When an individual takes out the secured loan, he agrees that the lending party is allowed to repossess the item that serves as collateral in the event that the loan's repayment terms are not met. This presents an element of risk for the borrower, as a vehicle can be taken back by the lender on a defaulted auto loan and a home can be seized by the lender when the mortgage goes into default.
Unfortunately, forfeit of property isn't the full extent of the damage. Borrowers can also owe money on the loan even after the property has been seized. After it is repossessed, the property is sold and the proceeds are applied to pay the balance of the loan. Often, the property won't sell for enough money to pay off the loan.

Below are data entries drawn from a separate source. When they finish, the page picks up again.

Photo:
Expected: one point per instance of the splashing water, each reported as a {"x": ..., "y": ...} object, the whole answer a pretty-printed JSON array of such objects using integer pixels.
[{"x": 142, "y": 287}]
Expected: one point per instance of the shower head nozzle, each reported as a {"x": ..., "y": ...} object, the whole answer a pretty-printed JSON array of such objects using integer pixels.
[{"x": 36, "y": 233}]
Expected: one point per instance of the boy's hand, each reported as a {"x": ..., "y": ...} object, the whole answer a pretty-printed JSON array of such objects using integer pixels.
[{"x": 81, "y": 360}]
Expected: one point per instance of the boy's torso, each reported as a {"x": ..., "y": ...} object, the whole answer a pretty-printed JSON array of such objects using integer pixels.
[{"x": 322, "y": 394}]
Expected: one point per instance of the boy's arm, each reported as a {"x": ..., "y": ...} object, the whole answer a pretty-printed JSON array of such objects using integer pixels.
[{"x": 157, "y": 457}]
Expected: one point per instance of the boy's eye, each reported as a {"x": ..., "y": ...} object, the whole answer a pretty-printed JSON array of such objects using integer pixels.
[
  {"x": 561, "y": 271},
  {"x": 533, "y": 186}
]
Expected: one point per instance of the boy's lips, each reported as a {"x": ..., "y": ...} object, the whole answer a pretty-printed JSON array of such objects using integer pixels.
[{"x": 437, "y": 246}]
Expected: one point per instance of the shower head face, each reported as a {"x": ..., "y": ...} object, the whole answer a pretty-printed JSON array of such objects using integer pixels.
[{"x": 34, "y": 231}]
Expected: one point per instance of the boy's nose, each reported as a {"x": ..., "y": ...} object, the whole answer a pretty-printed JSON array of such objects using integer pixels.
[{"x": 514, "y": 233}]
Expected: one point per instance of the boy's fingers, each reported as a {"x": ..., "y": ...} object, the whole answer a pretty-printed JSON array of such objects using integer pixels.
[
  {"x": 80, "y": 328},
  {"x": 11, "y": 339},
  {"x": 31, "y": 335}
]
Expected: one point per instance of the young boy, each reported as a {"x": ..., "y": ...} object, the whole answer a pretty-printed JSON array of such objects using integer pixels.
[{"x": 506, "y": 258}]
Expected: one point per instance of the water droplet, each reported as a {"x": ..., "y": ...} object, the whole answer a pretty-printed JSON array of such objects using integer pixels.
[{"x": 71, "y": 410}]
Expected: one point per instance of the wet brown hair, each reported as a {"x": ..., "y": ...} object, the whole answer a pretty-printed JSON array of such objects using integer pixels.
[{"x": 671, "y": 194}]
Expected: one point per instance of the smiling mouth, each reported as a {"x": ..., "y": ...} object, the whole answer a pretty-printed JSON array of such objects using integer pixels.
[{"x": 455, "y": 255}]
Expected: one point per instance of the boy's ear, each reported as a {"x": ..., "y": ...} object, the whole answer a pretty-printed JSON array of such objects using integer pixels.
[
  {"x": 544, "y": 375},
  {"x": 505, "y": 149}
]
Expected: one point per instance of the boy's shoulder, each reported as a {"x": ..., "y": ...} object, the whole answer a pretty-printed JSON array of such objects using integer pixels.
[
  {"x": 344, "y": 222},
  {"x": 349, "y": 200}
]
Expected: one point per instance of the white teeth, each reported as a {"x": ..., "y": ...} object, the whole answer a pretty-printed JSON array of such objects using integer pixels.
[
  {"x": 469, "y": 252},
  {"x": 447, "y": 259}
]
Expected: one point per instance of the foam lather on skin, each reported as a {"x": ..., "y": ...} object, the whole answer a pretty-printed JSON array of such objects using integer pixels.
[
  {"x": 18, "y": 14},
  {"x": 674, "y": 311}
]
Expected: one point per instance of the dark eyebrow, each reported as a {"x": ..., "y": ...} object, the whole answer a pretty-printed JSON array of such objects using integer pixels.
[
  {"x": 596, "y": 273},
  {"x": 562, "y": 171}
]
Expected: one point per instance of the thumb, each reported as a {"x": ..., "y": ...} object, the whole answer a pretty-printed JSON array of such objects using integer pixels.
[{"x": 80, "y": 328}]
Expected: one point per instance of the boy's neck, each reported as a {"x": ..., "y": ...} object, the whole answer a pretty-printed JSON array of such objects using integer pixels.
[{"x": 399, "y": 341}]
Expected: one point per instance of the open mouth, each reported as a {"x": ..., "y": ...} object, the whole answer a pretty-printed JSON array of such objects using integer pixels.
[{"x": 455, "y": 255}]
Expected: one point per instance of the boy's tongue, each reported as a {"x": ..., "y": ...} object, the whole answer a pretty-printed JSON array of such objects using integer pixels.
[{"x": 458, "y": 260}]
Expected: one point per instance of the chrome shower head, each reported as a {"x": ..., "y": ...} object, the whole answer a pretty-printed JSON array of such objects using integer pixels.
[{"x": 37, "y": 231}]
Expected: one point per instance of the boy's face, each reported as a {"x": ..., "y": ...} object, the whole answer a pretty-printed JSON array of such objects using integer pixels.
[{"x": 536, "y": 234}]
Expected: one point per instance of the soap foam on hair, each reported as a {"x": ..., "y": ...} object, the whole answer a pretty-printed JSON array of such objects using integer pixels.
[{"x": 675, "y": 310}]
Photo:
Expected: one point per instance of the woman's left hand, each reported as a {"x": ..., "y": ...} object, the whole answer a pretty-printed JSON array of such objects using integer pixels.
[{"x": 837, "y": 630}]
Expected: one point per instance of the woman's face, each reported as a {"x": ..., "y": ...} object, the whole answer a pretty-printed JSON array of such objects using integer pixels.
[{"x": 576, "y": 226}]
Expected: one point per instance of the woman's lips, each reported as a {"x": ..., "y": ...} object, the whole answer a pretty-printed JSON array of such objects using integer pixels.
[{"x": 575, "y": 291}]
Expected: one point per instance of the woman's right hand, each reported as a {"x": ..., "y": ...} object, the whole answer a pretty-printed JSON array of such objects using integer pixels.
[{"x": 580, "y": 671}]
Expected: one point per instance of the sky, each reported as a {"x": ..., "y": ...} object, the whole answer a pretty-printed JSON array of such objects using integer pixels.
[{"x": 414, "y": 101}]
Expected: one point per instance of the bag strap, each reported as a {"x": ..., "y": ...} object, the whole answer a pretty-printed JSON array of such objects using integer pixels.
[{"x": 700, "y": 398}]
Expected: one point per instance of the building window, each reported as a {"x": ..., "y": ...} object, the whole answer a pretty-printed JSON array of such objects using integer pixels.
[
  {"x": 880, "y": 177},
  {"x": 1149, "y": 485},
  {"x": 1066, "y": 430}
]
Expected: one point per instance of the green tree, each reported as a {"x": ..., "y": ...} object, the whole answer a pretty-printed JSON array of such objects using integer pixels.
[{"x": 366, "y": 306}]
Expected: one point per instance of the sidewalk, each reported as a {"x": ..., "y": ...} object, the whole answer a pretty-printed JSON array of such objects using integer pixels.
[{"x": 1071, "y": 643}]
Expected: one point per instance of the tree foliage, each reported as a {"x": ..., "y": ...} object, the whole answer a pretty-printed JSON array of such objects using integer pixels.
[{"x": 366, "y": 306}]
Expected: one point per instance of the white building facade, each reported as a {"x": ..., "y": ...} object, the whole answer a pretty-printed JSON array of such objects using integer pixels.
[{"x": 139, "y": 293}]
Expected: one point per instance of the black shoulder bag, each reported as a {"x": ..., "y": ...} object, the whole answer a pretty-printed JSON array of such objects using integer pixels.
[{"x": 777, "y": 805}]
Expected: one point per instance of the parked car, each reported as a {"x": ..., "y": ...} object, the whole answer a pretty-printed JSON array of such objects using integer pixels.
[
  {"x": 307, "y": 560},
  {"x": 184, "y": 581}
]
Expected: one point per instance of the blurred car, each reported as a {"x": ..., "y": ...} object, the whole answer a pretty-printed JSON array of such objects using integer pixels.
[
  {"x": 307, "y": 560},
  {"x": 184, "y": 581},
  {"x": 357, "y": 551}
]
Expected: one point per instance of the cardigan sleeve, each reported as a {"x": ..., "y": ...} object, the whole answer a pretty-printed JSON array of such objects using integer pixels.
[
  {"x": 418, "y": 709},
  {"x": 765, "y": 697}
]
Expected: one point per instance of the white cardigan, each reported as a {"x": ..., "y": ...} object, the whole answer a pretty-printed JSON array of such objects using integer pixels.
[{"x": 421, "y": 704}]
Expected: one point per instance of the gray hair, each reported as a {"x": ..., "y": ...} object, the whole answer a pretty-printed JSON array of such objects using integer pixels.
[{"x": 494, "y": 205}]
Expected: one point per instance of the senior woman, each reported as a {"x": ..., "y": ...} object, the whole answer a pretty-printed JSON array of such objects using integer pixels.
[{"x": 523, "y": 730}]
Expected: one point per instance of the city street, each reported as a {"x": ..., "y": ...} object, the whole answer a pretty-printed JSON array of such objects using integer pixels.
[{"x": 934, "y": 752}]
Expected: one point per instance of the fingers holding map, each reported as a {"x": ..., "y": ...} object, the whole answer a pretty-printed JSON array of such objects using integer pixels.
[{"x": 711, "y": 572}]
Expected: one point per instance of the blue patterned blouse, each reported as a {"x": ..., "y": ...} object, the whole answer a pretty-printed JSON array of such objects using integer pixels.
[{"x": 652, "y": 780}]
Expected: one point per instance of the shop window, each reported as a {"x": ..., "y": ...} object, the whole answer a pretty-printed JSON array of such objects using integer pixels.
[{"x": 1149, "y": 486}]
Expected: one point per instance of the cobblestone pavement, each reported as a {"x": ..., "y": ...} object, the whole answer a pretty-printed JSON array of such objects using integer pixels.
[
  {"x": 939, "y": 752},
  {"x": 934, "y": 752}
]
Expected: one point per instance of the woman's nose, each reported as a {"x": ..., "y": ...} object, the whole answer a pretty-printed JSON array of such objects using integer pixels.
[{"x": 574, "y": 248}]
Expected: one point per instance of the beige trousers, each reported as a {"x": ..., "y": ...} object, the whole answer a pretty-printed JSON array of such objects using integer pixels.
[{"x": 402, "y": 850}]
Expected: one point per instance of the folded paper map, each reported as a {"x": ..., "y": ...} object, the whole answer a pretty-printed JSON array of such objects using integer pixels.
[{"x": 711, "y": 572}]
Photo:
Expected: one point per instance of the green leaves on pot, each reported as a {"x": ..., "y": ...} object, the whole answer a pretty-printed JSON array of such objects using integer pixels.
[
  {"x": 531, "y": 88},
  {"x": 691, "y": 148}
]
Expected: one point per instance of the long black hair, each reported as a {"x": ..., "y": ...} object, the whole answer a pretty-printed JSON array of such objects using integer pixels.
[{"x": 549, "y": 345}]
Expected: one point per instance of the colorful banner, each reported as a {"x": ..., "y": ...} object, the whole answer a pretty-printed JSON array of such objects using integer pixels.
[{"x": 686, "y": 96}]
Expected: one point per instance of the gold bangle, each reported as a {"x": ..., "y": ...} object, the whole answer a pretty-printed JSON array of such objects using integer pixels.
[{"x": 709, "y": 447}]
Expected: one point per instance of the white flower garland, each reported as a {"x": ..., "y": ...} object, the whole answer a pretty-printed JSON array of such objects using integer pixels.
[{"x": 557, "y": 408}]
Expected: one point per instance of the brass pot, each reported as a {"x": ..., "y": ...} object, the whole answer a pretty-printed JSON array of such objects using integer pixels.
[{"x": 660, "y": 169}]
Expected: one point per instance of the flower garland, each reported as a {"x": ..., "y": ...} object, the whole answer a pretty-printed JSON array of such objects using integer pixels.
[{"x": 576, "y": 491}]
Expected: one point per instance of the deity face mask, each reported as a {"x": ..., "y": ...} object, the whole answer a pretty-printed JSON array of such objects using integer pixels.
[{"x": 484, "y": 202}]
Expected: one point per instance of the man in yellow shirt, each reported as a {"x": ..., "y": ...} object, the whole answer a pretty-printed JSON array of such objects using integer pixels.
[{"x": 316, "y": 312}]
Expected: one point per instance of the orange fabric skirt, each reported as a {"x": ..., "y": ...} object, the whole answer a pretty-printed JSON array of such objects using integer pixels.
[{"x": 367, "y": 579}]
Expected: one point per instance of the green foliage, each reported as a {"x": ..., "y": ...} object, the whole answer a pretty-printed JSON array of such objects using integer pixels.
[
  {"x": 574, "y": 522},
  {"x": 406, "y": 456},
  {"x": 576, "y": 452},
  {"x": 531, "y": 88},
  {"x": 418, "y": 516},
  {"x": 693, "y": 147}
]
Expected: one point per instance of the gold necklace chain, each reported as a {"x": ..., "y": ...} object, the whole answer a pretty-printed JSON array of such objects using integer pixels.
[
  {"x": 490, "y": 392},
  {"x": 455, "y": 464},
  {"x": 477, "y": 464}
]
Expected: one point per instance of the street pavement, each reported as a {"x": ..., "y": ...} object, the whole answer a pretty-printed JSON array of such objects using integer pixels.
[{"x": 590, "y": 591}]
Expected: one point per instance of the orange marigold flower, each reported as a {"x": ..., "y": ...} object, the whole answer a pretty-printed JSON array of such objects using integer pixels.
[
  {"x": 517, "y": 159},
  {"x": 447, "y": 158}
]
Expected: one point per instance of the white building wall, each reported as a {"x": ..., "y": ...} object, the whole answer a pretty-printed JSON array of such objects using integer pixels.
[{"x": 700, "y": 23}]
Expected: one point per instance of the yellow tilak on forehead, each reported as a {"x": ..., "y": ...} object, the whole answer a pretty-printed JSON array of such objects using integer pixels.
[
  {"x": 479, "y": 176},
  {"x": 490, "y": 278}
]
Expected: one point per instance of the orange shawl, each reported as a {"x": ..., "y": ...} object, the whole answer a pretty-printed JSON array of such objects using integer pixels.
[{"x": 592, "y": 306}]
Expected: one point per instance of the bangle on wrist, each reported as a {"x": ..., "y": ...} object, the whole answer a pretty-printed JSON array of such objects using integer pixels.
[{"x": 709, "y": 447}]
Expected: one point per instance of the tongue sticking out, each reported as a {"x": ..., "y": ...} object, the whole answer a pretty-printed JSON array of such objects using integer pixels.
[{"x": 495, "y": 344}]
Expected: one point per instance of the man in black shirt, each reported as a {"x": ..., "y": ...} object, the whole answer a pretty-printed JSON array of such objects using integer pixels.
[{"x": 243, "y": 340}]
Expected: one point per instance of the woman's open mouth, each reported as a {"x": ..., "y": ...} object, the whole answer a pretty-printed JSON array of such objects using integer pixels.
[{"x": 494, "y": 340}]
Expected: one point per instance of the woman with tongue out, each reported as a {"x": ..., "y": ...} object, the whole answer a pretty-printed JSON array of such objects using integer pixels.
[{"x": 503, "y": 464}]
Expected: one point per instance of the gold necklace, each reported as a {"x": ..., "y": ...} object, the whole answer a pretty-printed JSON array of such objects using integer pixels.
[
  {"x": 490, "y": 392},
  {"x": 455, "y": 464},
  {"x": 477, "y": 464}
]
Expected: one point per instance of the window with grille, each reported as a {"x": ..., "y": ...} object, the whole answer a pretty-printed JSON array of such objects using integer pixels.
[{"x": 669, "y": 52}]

In these cases, the borrower is charged with paying the remaining money.
Unsecured Loans
When most people think of loans, unsecured loans are what comes to mind. Unlike secured loans, an unsecured loan does not permit the lender to seize any property to compensate for the unpaid balance. When a borrower fails to make a payment on an unsecured loan, the lender reports the late payments and the default to all of the credit bureaus. Unsecured loans are harder for many to obtain since they require a higher credit rating. These loans typically come with a fixed term and a fixed interest rate, meaning that there is a set amount of time in which the loan must be repaid, the payment amount will be the same each month and the interest rate will not change.
The Long and Short of It
If you've had trouble qualifying for a loan with bad credit, try for a secured loan because you're more likely to be approved because more of the risk falls on the borrower instead of the lender. If you have a bad credit score, a secured loan is a good option to make the purchase you need and bolster your credit at the same time.